Shortly after the execution of Wijeweera, Minister Ranjan Wijeratne accused a section of the Sri Lanka Bar Association of channelling funds it received from the London headquartered Amnesty International to the JVP. He also accused the British government of turning a blind eye to the activities of anti-government elements. Against the backdrop of Sri Lanka’s decision to ask British High Commissioner David Gladstone to leave the country over alleged interference in domestic politics, Wijeratne slammed the Opposition led by Mrs. Bandaranaike for fishing in troubled waters. Referring to the 1971 insurgency put down by her, Wijeratne declared that she should be the last person to talk of human rights.

Focus on JVP

The UNP-LTTE honeymoon (May 1989 to June 1990) allowed the government to fully concentrate on the JVP. The LTTE backed the UNP in return for getting the IPKF off its back, an issue I dealt in "How UNP-LTTE honeymoon saved LTTE from IPKF." The international community was in a dilemma as the government and the LTTE manipulated the negotiating process for their own advantage. The negotiating process allowed the UNP to commit all its resources to annihilate the JVP. Had it failed before the LTTE resumed offensive action in June 1990, the country would have plunged to total chaos. Such a situation would have caused the disintegration of the country. Whatever its faults in tackling the LTTE, the UNP should be congratulated for crushing the JVP. Had India finalised the withdrawal of the IPKF as demanded by the UNP, the UNP-LTTE honeymoon would not have lasted 14 months. Instead, the LTTE would have resumed attacks months before the execution of Wijeweera and the disintegration of the JVP’s terrorist campaign. The UNP wanted the IPKF out by late July 1989.

Threats on media

The UNP was in an indecent hurry to get rid of the IPKF. Had the UNP correctly assessed the situation, it would have allowed the IPKF to annihilate the monster created by Mother India. Once Minister Wijeratne threatened to arrest me unless I revealed the identity of a military official who supplied information on which The Island exclusively revealed that arrival of IPKF personnel matched the number of IPKF personnel withdrawn. Angered by our reports, Wijeratne demanded the identity of the officer whom he said would be stripped of his rank. He called me a subversive at the post-cabinet press briefing. This was done in the presence of over 20 local and foreign journalists. Defence Secretary General Sepala Attygalle, who was seated beside Minister Wijeratne, confirmed the reports, prompting Minister Wijeratne to end his verbal barrage. I recalled this to remind human rights champions of today the way the UNP handled the media. Any report which it considered detrimental drew an angry response. A report on the arrest of a Malaysian passport holder identified as an associate of casino king Joe Sim by the Bureau of Special Operations (BSO) in early June 1991, triggered a CID investigation. As I recall SSP O. K. Hemachandra was Director of CID at that time. A junior officer who recorded my statement on the fourth floor simply wanted me to name DIG Premadasa Udugampola as my source. The UNP wanted to ‘fix’ Udugampola as he was stepping on Premadasa’s toes. The man was deported.

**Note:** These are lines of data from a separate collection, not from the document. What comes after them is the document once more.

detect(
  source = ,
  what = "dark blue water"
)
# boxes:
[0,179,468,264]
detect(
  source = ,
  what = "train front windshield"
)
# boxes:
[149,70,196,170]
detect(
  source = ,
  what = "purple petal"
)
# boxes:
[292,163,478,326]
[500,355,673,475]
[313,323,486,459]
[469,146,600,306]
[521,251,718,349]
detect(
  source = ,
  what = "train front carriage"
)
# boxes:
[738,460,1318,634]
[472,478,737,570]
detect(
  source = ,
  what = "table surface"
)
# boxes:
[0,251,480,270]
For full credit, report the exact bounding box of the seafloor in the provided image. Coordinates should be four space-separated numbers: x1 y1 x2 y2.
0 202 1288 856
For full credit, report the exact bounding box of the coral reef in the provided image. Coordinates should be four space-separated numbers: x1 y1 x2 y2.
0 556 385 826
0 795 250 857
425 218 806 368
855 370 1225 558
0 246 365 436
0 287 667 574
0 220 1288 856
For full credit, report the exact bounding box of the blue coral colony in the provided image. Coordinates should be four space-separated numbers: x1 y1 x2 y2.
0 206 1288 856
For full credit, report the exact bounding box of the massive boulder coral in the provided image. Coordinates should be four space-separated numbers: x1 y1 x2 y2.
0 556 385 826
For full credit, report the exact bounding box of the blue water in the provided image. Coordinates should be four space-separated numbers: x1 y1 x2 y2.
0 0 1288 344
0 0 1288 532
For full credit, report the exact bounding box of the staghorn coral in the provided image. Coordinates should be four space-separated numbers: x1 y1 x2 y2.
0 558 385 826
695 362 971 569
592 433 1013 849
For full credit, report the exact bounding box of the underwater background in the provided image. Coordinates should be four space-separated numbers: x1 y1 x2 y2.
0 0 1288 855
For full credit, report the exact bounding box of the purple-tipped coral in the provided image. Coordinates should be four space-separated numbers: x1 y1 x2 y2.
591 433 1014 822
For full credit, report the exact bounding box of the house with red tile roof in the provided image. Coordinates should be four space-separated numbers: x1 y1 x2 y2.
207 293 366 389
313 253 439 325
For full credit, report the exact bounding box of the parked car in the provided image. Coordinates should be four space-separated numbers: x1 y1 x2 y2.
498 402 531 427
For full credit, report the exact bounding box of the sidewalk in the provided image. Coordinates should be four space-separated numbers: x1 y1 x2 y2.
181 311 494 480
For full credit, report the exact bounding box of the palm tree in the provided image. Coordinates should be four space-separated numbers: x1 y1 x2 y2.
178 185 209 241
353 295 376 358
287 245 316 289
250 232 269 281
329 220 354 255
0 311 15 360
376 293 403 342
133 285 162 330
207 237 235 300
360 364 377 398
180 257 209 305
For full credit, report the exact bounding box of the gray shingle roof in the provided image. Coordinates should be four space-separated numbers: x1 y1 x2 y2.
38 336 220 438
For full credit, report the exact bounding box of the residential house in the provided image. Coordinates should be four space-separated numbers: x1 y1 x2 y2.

Unlike nowadays subtle threats and attacks on the media were almost routine. The threats directed at 60-year-old Aththa cartoonist Jiffry Yoonoos in August 92 was a case in point. UNP goons first threatened him for ridiculing President Premadasa. When he ignored the threats, he was knifed. The CID targeting Asia Week correspondent John Colmey over a cartoon and the attack on a group of journalists covering a DUNF campaign opposite the Fort Railway station, early August 92, highlighted the terror. The break-up of the UNP over the Lalith-Gamini led attempt to impeach Premadasa in October 1991 caused further pressure on the media. Once a senior aide to Premadasa warned us not to antagonise the President. "Do you want to continue to publish papers," he asked. This was not an isolated case. In fact, the UNP always behaved in a similar fashion, the case in point is the pressure brought on the media during President JR Jayewardene’s administration.

Bloody crackdown

The UNP crackdown on a JVP inspired protest campaign in late July 1989 resulted in the deaths of about 200 people. The protest organised to pressure Indians to leave Sri Lanka drew a strong response from the UNP. Despite the UNP and the LTTE working overtime to force India to withdraw the IPKF, the JVP protest drew a bloody attack with dozens of people being gunned down in Moneragala and Anuradhapura. It was the worst day of violence after the signing of the Indo-Lanka Accord two years before. Interestingly, the JVP failed to inspire protests in the south. The JVP lost its grip on the south after the bloody crackdown on a protest in the second week of November 1987 at Tissamaharama where scores of people died at the hands of the army. I had the opportunity to speak with some of the families who suffered due to excesses during a visit to Tangalle, Ranna, Hungama and Kudawella shortly after the Tissamaharama massacre. Excesses, whether they were directed against the civilians irrespective of ethnicity, were wrong and should be condemned. Similarly threats on press freedom too should be condemned whichever the party responsible for the degrading actions. The killing of journalist Richard de Zoysa was a case in point. Zoyza who worked for the Inter Press Service was abducted, tortured and shot twice through the head and his body left at Koralawella during Premadasa’s regime. The State-run Rupavahini identified him as a JVP heavyweight in charge of the Colombo district. Lankapuvath did the same. The UNP prevented us from carrying a statement issued by the Sri Lanka Police Inspectors’ Association critical of the government in relation to the involvement of the Colombo police in the vigilante type killing of the respected journalist.

Unprecedented violence

The country experienced unprecedented violence during the deployment of the IPKF (July 1987-March 1990) which coincided with the UNP-LTTE honeymoon (May 1989-June 1990 and the murderous crackdown on the JVP under Premadasa’s leadership(January 1989-March 1990). Despite the absence of mortar fire, artillery assaults, air strikes and claymore mines, the UNP-JVP battle caused thousands of deaths. Human rights and press freedom took a backseat as death squads roamed the streets in unmarked vehicles. The UNP leadership did absolutely nothing to correct the situation. In fact, reprisals were encouraged. The bottom line is that the UNP rightly assessed that JVP terror had to be suppressed by equal means regardless of the consequences. Had the UNP failed, there would have been anarchy.